Lindeman is currently “learning to write songs again”, a task made more daunting by the success of Ignorance and How Is It That I Should Look at the Stars and the endless string of concerts and broadcasts that followed. “I’ve been experiencing that thing where you make something that touches a nerve and achieves all of this recognition unexpectedly,” she admits. “You don’t want to repeat yourself, but you can’t help but repeat yourself because that’s still who you are. And also you feel all these new expectations showing up in your mind. I’m definitely in that stage, but that’s okay.”

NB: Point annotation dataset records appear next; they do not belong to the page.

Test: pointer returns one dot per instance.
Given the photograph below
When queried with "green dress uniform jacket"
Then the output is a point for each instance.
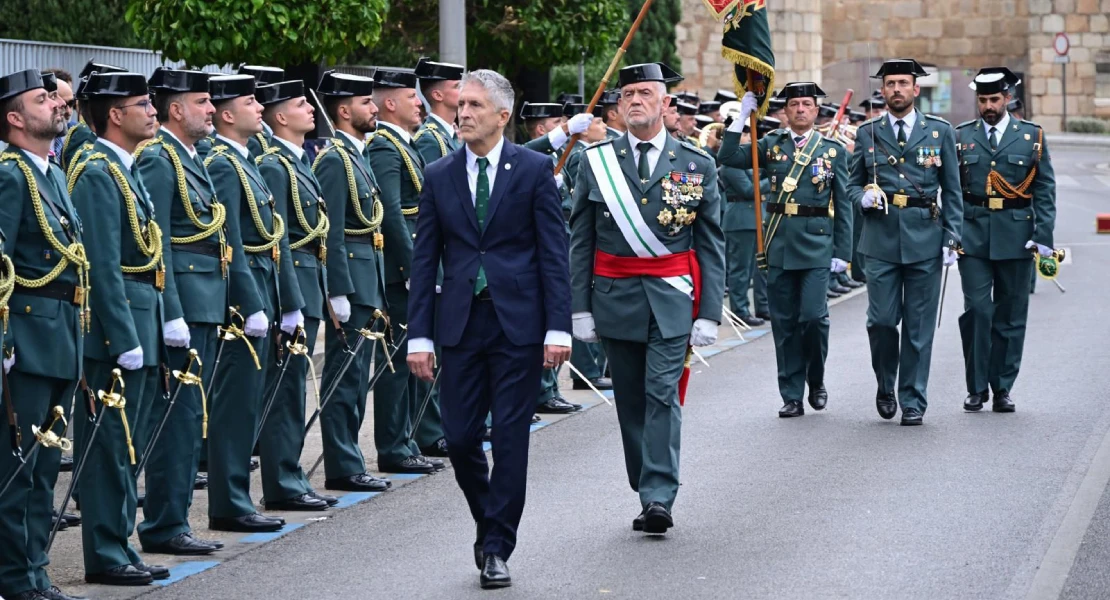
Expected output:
(125, 300)
(633, 314)
(902, 244)
(996, 266)
(46, 333)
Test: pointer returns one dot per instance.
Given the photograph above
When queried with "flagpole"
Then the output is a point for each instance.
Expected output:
(605, 80)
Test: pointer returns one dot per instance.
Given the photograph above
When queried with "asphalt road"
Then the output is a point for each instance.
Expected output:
(834, 505)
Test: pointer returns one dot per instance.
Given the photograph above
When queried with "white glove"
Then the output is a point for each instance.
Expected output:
(175, 333)
(748, 105)
(1043, 251)
(583, 327)
(131, 359)
(871, 200)
(579, 123)
(291, 321)
(704, 333)
(256, 325)
(342, 307)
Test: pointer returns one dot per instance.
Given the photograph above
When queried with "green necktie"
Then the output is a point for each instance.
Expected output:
(481, 204)
(645, 169)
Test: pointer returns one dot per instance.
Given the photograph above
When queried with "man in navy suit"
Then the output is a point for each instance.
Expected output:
(491, 213)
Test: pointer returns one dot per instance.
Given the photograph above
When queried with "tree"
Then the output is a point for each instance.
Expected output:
(279, 32)
(67, 21)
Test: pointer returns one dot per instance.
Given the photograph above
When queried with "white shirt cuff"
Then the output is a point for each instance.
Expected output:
(421, 344)
(553, 338)
(557, 138)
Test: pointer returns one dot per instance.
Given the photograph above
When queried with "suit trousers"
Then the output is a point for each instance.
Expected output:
(486, 374)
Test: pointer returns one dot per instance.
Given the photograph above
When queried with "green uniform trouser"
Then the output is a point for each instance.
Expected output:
(907, 294)
(992, 326)
(396, 394)
(26, 508)
(109, 496)
(740, 257)
(799, 321)
(282, 437)
(645, 385)
(175, 456)
(342, 418)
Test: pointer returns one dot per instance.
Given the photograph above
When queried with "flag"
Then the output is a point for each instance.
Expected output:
(746, 42)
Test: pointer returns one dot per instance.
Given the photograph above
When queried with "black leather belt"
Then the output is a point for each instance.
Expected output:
(208, 248)
(797, 210)
(997, 203)
(54, 290)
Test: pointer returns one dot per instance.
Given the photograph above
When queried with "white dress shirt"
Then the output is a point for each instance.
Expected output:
(553, 337)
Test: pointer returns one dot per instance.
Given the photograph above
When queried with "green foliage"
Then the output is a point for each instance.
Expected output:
(67, 21)
(655, 41)
(263, 31)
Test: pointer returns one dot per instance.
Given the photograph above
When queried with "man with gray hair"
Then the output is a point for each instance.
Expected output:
(491, 213)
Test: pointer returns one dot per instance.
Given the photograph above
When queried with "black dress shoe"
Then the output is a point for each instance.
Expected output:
(494, 573)
(912, 416)
(362, 481)
(410, 465)
(182, 545)
(975, 402)
(818, 397)
(120, 576)
(886, 404)
(791, 409)
(555, 406)
(304, 501)
(1002, 403)
(657, 519)
(437, 449)
(331, 500)
(246, 524)
(157, 571)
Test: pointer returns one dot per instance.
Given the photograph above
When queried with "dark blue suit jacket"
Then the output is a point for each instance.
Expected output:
(524, 251)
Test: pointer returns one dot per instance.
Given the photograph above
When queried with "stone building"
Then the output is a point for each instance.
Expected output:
(828, 41)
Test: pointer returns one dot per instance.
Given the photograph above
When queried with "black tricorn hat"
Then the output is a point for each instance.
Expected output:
(175, 81)
(800, 89)
(265, 75)
(900, 67)
(21, 81)
(541, 110)
(279, 92)
(231, 87)
(115, 85)
(392, 77)
(439, 71)
(343, 85)
(648, 71)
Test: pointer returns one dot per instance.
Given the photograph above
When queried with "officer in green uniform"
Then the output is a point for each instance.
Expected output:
(808, 234)
(400, 171)
(439, 82)
(355, 275)
(1009, 212)
(241, 386)
(907, 236)
(300, 202)
(643, 205)
(739, 226)
(43, 342)
(125, 251)
(200, 257)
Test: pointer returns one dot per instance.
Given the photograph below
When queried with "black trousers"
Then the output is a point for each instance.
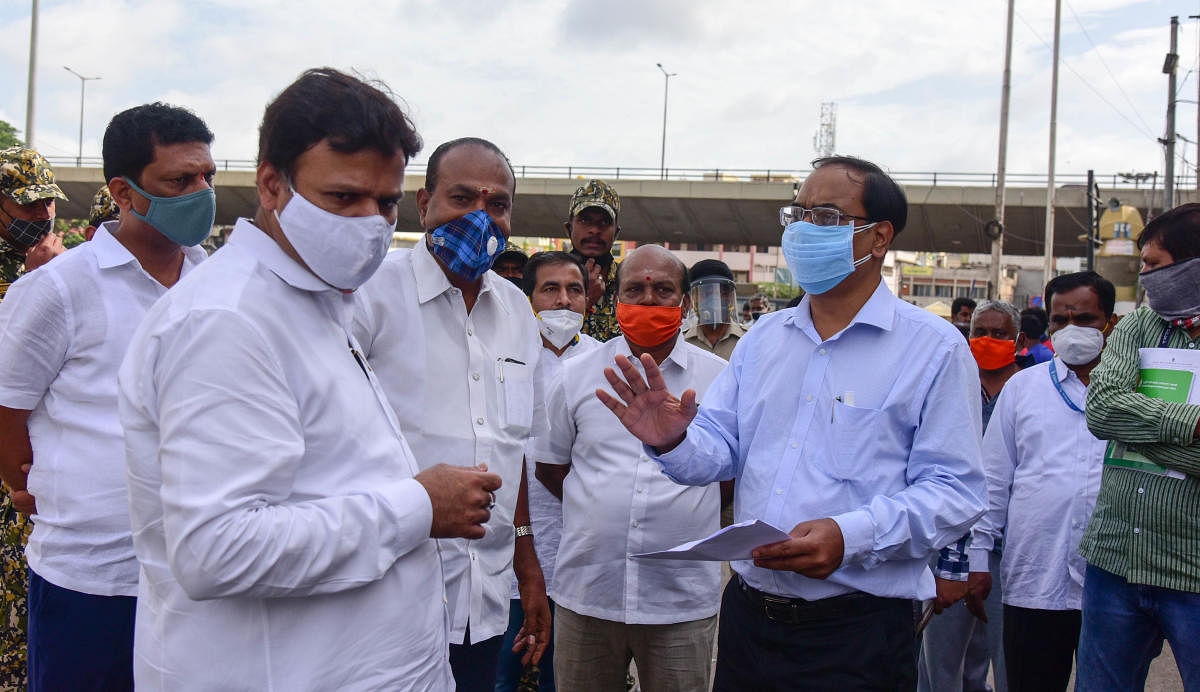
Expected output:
(1039, 648)
(871, 648)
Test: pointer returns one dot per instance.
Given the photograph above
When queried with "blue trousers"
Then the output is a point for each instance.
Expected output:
(508, 672)
(77, 641)
(1123, 630)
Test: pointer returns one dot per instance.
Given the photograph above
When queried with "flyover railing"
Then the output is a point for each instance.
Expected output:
(935, 178)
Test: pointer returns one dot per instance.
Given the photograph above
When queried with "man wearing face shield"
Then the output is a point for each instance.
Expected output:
(66, 328)
(715, 306)
(457, 350)
(1043, 471)
(852, 421)
(281, 521)
(1143, 543)
(27, 214)
(612, 608)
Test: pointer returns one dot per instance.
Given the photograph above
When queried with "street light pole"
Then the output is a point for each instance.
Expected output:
(666, 84)
(83, 82)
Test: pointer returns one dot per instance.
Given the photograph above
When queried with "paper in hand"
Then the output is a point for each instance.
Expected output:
(733, 542)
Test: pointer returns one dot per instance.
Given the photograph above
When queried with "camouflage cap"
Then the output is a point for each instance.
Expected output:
(103, 208)
(25, 176)
(595, 193)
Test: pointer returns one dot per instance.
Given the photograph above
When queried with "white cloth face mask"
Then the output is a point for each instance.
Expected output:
(559, 326)
(1078, 344)
(342, 251)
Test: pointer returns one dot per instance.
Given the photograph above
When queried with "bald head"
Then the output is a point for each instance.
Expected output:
(652, 259)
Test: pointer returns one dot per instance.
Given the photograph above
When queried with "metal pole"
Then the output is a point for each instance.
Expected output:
(33, 78)
(1169, 65)
(666, 84)
(997, 245)
(1048, 264)
(83, 82)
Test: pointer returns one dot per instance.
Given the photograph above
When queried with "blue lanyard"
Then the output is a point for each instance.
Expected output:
(1057, 385)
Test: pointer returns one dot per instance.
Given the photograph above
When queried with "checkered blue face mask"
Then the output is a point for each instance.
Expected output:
(468, 245)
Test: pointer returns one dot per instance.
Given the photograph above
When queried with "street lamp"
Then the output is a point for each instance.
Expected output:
(83, 82)
(666, 83)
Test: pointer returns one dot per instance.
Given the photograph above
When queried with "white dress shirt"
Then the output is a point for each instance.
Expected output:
(467, 390)
(546, 510)
(283, 540)
(64, 330)
(877, 427)
(617, 503)
(1044, 471)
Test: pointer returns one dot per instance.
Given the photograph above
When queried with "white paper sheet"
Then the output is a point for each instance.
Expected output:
(733, 542)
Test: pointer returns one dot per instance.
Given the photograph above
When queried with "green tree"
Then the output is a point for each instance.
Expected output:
(9, 136)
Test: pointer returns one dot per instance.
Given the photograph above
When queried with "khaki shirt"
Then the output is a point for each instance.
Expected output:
(725, 344)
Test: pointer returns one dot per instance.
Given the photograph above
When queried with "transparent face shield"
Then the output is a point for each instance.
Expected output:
(714, 300)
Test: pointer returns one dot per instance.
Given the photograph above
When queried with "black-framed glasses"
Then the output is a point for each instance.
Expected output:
(820, 215)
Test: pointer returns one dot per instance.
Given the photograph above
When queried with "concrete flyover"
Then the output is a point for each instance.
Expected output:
(947, 211)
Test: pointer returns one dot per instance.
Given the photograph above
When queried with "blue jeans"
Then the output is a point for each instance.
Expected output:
(509, 668)
(1123, 630)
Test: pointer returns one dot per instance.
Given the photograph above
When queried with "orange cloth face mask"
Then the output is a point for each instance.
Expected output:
(648, 325)
(993, 354)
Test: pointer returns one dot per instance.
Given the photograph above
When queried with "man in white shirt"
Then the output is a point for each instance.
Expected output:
(1044, 469)
(616, 503)
(456, 348)
(65, 329)
(851, 421)
(281, 523)
(556, 284)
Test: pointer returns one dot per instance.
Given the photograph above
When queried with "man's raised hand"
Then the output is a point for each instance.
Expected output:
(649, 411)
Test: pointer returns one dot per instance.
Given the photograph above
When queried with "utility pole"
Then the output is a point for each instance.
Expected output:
(997, 233)
(666, 84)
(1048, 265)
(1198, 119)
(1169, 65)
(33, 78)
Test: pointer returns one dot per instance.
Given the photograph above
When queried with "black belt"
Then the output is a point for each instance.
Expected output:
(797, 611)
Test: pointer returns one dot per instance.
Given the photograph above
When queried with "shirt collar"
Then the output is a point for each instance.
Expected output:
(678, 354)
(879, 311)
(109, 252)
(432, 282)
(264, 248)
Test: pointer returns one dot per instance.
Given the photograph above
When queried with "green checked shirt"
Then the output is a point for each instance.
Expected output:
(1146, 527)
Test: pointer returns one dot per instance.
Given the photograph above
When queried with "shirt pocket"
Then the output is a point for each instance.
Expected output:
(855, 441)
(516, 383)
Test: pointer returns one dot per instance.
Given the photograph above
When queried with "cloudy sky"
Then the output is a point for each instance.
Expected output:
(574, 82)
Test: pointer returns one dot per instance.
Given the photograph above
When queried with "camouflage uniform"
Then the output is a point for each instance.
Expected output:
(600, 322)
(24, 178)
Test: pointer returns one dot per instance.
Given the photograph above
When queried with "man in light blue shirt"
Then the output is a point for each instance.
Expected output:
(843, 421)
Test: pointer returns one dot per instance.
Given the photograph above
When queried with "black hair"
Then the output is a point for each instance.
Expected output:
(1104, 289)
(960, 302)
(431, 168)
(132, 134)
(540, 259)
(1035, 323)
(327, 104)
(1177, 230)
(707, 268)
(882, 198)
(684, 283)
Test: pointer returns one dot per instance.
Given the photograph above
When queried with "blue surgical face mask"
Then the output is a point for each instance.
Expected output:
(468, 245)
(185, 220)
(821, 257)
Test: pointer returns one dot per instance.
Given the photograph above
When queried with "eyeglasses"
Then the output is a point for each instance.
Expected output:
(820, 215)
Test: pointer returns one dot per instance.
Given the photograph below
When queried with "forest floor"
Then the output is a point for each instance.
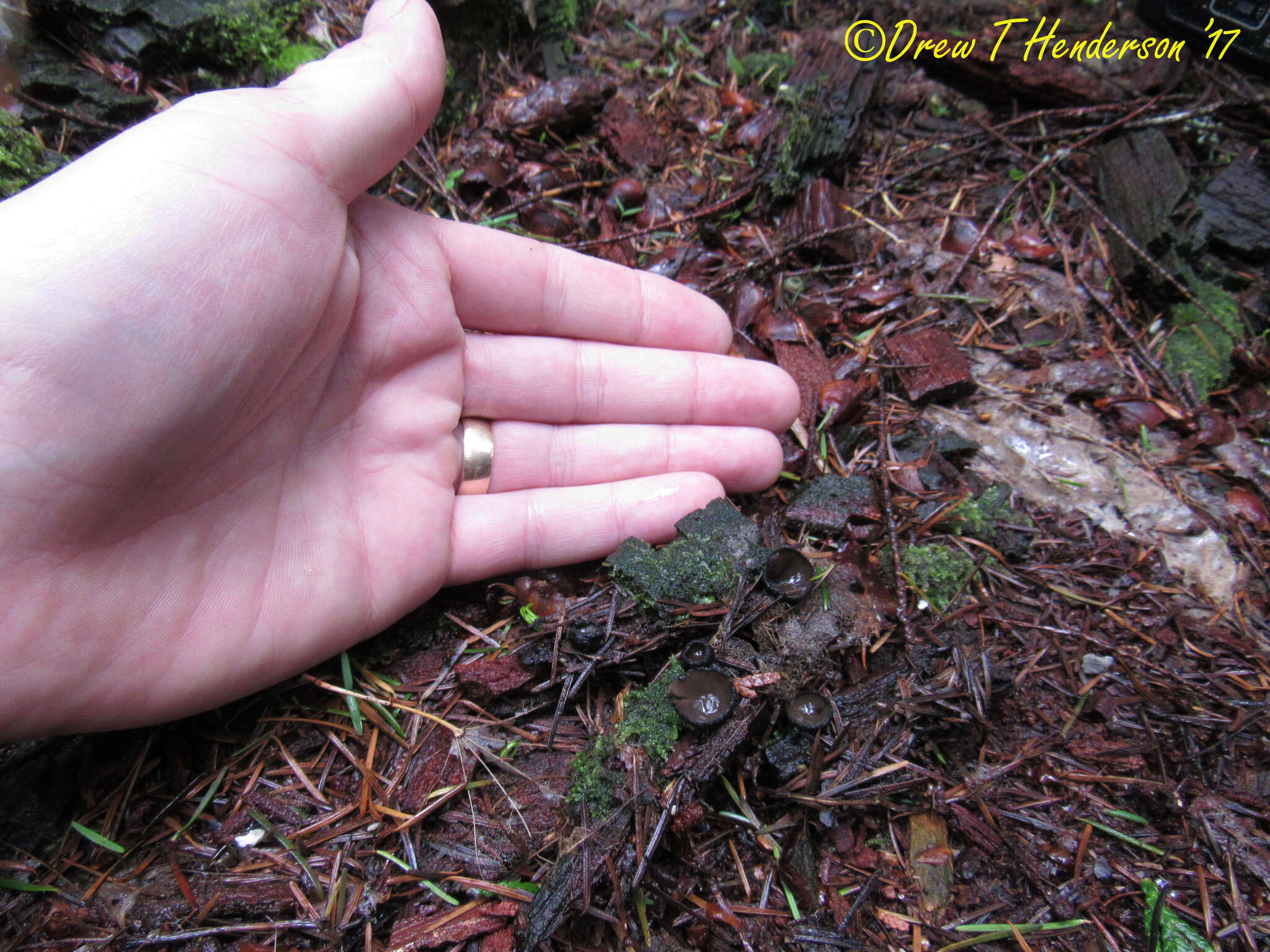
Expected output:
(1026, 304)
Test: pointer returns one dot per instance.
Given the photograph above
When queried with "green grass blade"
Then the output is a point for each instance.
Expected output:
(25, 886)
(440, 891)
(391, 858)
(94, 837)
(1119, 835)
(202, 804)
(346, 671)
(1175, 933)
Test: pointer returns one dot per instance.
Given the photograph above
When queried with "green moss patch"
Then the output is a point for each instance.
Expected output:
(717, 546)
(591, 782)
(247, 33)
(988, 519)
(938, 571)
(291, 59)
(23, 161)
(768, 68)
(649, 718)
(1201, 347)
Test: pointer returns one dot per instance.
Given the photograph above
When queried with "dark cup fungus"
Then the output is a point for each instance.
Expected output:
(809, 710)
(703, 697)
(696, 654)
(587, 638)
(789, 573)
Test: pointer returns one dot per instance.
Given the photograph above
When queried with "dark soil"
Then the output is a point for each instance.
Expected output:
(1042, 712)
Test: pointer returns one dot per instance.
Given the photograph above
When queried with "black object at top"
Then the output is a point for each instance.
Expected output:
(587, 638)
(789, 573)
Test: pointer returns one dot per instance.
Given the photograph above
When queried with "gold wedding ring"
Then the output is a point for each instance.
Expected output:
(477, 438)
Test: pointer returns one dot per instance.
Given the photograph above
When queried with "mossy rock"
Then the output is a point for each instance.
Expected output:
(1201, 347)
(23, 161)
(766, 68)
(231, 36)
(47, 75)
(988, 519)
(716, 549)
(649, 720)
(291, 59)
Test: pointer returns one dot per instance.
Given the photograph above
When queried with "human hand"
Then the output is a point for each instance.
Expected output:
(229, 385)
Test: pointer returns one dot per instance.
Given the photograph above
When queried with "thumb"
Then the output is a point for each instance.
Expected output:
(366, 104)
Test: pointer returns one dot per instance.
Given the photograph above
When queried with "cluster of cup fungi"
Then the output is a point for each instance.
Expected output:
(706, 694)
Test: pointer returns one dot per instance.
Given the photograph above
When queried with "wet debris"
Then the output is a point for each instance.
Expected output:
(1141, 182)
(717, 549)
(933, 367)
(630, 136)
(559, 106)
(1236, 205)
(835, 503)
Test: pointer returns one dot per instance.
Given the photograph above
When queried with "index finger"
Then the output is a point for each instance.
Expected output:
(512, 284)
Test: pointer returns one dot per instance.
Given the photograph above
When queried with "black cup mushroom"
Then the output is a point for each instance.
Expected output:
(696, 654)
(789, 573)
(809, 710)
(587, 638)
(703, 697)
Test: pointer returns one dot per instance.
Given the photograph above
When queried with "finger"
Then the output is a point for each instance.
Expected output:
(535, 455)
(541, 527)
(366, 104)
(512, 284)
(544, 380)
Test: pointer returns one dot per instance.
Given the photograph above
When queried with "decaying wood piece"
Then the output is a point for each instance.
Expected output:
(931, 366)
(566, 883)
(1141, 183)
(930, 862)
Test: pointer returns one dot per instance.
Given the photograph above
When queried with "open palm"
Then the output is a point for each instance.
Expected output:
(229, 387)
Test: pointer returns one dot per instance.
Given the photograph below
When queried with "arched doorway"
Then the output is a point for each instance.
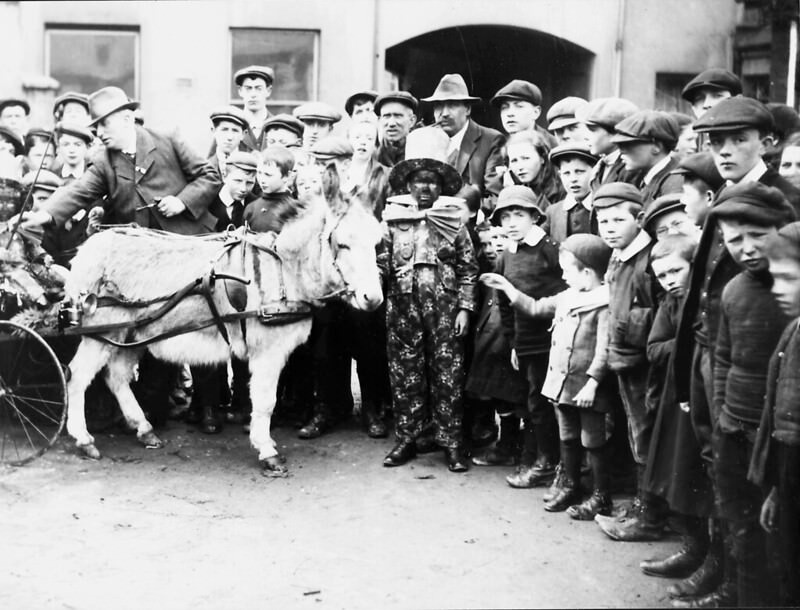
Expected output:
(488, 57)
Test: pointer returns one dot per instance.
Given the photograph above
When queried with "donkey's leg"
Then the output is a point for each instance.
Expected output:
(119, 372)
(88, 360)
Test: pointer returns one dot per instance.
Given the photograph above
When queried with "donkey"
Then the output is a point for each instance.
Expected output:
(321, 254)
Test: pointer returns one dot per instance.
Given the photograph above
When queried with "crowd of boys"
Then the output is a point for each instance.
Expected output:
(620, 291)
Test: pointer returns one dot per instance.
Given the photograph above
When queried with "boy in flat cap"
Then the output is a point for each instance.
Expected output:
(634, 296)
(646, 139)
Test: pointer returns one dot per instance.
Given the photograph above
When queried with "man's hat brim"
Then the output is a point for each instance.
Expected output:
(451, 179)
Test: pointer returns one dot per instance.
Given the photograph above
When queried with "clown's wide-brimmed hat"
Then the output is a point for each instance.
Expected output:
(426, 148)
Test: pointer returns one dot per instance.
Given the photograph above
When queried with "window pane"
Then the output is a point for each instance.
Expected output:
(85, 61)
(290, 53)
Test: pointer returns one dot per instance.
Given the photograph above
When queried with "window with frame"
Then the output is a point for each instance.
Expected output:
(292, 54)
(86, 59)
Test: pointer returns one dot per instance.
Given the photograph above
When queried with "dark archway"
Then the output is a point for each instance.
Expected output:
(488, 57)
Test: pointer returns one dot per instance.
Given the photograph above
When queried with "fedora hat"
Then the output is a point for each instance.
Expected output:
(451, 88)
(106, 101)
(426, 148)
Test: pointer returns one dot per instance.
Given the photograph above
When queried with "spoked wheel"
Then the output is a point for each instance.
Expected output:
(33, 395)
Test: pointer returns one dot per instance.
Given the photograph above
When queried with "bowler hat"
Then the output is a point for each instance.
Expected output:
(367, 94)
(614, 193)
(319, 111)
(244, 160)
(515, 196)
(572, 149)
(426, 148)
(75, 130)
(265, 72)
(517, 89)
(648, 126)
(14, 139)
(714, 78)
(753, 202)
(702, 166)
(106, 101)
(736, 113)
(13, 101)
(229, 113)
(606, 112)
(452, 88)
(590, 250)
(331, 147)
(401, 97)
(71, 97)
(562, 113)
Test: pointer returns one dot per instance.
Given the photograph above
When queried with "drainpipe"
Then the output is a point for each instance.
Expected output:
(618, 48)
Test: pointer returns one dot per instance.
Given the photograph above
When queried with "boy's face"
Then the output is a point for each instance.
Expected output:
(239, 182)
(745, 242)
(674, 223)
(600, 140)
(518, 115)
(786, 284)
(617, 226)
(575, 174)
(696, 200)
(72, 149)
(524, 161)
(227, 135)
(672, 272)
(736, 152)
(517, 222)
(270, 178)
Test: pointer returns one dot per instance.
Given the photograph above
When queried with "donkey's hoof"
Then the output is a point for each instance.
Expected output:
(273, 466)
(151, 441)
(90, 451)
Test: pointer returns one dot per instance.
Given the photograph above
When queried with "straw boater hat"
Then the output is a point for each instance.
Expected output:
(426, 148)
(106, 101)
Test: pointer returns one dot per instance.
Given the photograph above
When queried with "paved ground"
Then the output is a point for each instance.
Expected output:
(195, 525)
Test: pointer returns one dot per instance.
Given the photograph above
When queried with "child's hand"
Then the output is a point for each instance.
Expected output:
(585, 398)
(769, 512)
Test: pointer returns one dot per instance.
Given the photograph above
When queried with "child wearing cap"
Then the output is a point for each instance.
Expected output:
(530, 264)
(776, 458)
(573, 214)
(634, 296)
(577, 380)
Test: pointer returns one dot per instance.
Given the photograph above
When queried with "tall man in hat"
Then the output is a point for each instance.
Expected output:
(429, 268)
(475, 151)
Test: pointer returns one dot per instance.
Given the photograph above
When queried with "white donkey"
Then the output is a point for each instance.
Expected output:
(323, 255)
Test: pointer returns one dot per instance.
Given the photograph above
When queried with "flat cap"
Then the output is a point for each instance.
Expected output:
(285, 121)
(517, 89)
(572, 149)
(75, 130)
(515, 196)
(46, 180)
(590, 250)
(331, 147)
(715, 78)
(367, 94)
(317, 111)
(700, 165)
(229, 113)
(244, 160)
(614, 193)
(647, 126)
(401, 97)
(753, 202)
(735, 113)
(562, 113)
(265, 72)
(665, 204)
(606, 112)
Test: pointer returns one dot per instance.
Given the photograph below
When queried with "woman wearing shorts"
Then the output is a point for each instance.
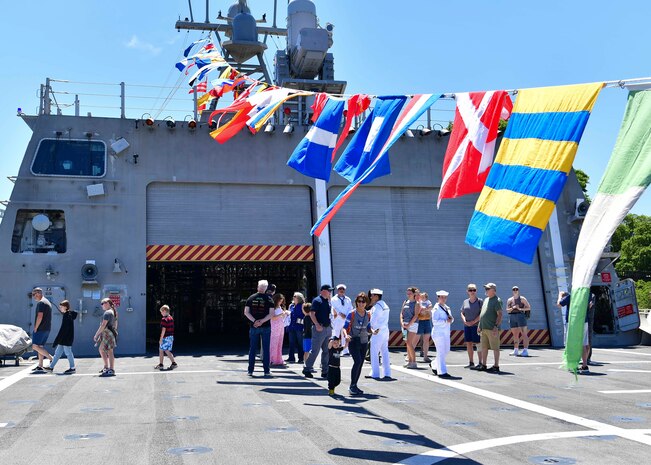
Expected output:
(409, 323)
(106, 336)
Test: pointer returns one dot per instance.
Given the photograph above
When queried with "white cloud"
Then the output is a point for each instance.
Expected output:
(138, 44)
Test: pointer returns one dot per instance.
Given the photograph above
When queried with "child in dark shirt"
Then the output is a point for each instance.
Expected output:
(166, 341)
(334, 364)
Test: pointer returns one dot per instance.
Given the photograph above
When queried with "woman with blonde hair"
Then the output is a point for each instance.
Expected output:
(106, 337)
(295, 328)
(277, 331)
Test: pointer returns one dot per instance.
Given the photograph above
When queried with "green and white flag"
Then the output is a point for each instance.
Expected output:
(627, 176)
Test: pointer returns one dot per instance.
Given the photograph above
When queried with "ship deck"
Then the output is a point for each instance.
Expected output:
(210, 411)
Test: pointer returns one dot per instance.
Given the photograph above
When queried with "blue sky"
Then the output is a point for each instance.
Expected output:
(380, 47)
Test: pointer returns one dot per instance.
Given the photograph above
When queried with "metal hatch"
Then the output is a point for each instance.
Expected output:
(625, 302)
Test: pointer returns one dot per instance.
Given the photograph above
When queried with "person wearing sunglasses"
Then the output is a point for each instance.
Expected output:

For now, she says she’s encouraged by community, by friendship, and by the constant solace of birds and water. And by music, too, as we’ll hear when The Weather Station plays the Chan Centre for the Performing Arts as part of the Chan Centre EXP series. For one set, she’ll revisit familiar terrain in a trio format, accompanied by bassist Ben Whiteley and local drummer Dan Gaucher. After that, in an initiative spearheaded by the Chan, she’ll be joined by 10 musicians from the UBC Contemporary Players in new arrangements of her songs from composers Darren Fung and Mark Marinic.

No chance of repetition there, but as Lindeman readily adds, “there’s a lot to celebrate and enjoy”.